Para barrar genéricos, gigante farmacêutica dá patente de remédio a índios
Manobra jurídica envolve medicamento que fatura US$ 1,5 bilhão por ano - e será investigada pelo Congresso dos EUA
O colírio Restasis é um dos medicamentos mais bem-sucedidos do laboratório americano Allergan, com US$ 1,5 bilhão de faturamento por ano – 10% de toda a receita do laboratório, conhecido por produzir a toxina botulínica Botox. Mas o colírio, que induz a produção de lágrima e é indicado para casos graves de olhos secos, está no mercado dos EUA desde 1983. Por isso, outros laboratórios querem lançar versões genéricas, e mais baratas, do medicamento (cujo princípio ativo é a ciclosporina). Para fazer isso, é preciso abrir um processo na US Patent Office, que avalia o caso. Mas o Allergan se antecipou a isso com uma manobra surpreendente: doou a patente do remédio para uma tribo indígena.
Os contemplados foram os 3.000 índios Akwesasne, da reserva Mohawk Saint Regis, no Estado de Nova York. Além de ganhar as seis patentes do remédio de graça, eles receberão US$ 15 milhões anuais em royalties pagos pelo Allergan, que continuará a produzir o remédio bilionário. Nos EUA, as reservas indígenas são consideradas nações soberanas, o que dá a elas alguns direitos específicos, como o de construir e explorar os próprios cassinos.

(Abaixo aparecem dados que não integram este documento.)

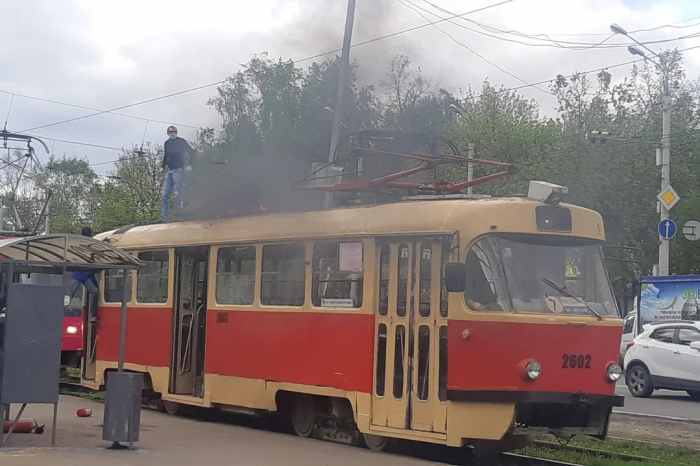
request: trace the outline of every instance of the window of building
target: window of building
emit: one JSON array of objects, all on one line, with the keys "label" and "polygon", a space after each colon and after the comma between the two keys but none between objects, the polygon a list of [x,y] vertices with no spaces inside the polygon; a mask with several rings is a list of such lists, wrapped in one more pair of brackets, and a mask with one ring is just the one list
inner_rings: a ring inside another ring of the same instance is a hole
[{"label": "window of building", "polygon": [[221,248],[216,255],[216,302],[253,304],[255,247]]},{"label": "window of building", "polygon": [[301,306],[306,287],[306,252],[303,244],[263,247],[261,296],[265,305]]},{"label": "window of building", "polygon": [[136,301],[140,303],[165,303],[168,301],[168,251],[139,253],[144,266],[136,272]]},{"label": "window of building", "polygon": [[[122,286],[124,285],[124,270],[105,270],[104,300],[106,303],[122,302]],[[126,277],[126,301],[131,301],[131,272]]]},{"label": "window of building", "polygon": [[632,333],[634,332],[634,321],[635,317],[634,316],[627,316],[625,317],[625,326],[622,329],[622,333]]},{"label": "window of building", "polygon": [[314,306],[362,307],[362,243],[315,244],[312,279]]}]

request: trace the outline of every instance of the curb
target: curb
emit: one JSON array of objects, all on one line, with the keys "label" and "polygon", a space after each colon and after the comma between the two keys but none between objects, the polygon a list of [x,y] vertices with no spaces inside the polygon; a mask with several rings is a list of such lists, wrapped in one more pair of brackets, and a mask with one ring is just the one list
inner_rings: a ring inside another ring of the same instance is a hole
[{"label": "curb", "polygon": [[615,411],[613,410],[613,415],[617,417],[641,417],[641,418],[649,418],[649,419],[664,419],[667,421],[676,421],[676,422],[683,422],[685,424],[695,424],[695,425],[700,425],[700,420],[698,419],[688,419],[684,417],[673,417],[673,416],[661,416],[658,414],[645,414],[645,413],[630,413],[627,411]]}]

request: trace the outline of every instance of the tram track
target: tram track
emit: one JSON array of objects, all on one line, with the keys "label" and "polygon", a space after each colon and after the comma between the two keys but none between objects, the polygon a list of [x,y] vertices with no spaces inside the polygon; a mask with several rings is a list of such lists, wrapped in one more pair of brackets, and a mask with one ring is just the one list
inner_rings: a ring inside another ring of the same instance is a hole
[{"label": "tram track", "polygon": [[583,466],[578,463],[566,463],[517,453],[501,453],[496,461],[498,466]]}]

Acredita-se que, por causa do status soberano, patentes pertencentes aos índios sejam imunes, e não possam ser questionadas pelo US Patent Office. Resultado: outros laboratórios não poderiam lançar versões genéricas do Restasis.
A manobra do Allergan causou polêmica nos EUA, onde o Congresso já pediu esclarecimentos. Em entrevista à revista Fortune, o CEO do laboratório se defendeu dizendo que a doação é uma defesa contra as “patent trolls”, corporações criadas com o único propósito de atacar patentes de outras empresas. A empresa afirmou que, antes de ser transferida para os índios, a propriedade intelectual do Restasis já estava sendo questionada na Justiça do Texas, que poderá liberar os genéricos do remédio. (Procurada pela SUPER, a Allergan não quis fazer nenhum comentário adicional).
Os índios americanos também estão no meio de uma disputa envolvendo a Apple, que é sendo acusada de usar patentes tecnológicas pertencentes a outra empresa no iPad. A tal outra empresa é a MEC Resources – que pertence às tribos Mandan, Hidatsa e Arikara. Os índios dizem que o iPad 4, lançado em 2012, infringe uma patente de laminação de tela pertencente a eles. O caso está tramitando na Justiça da Califórnia.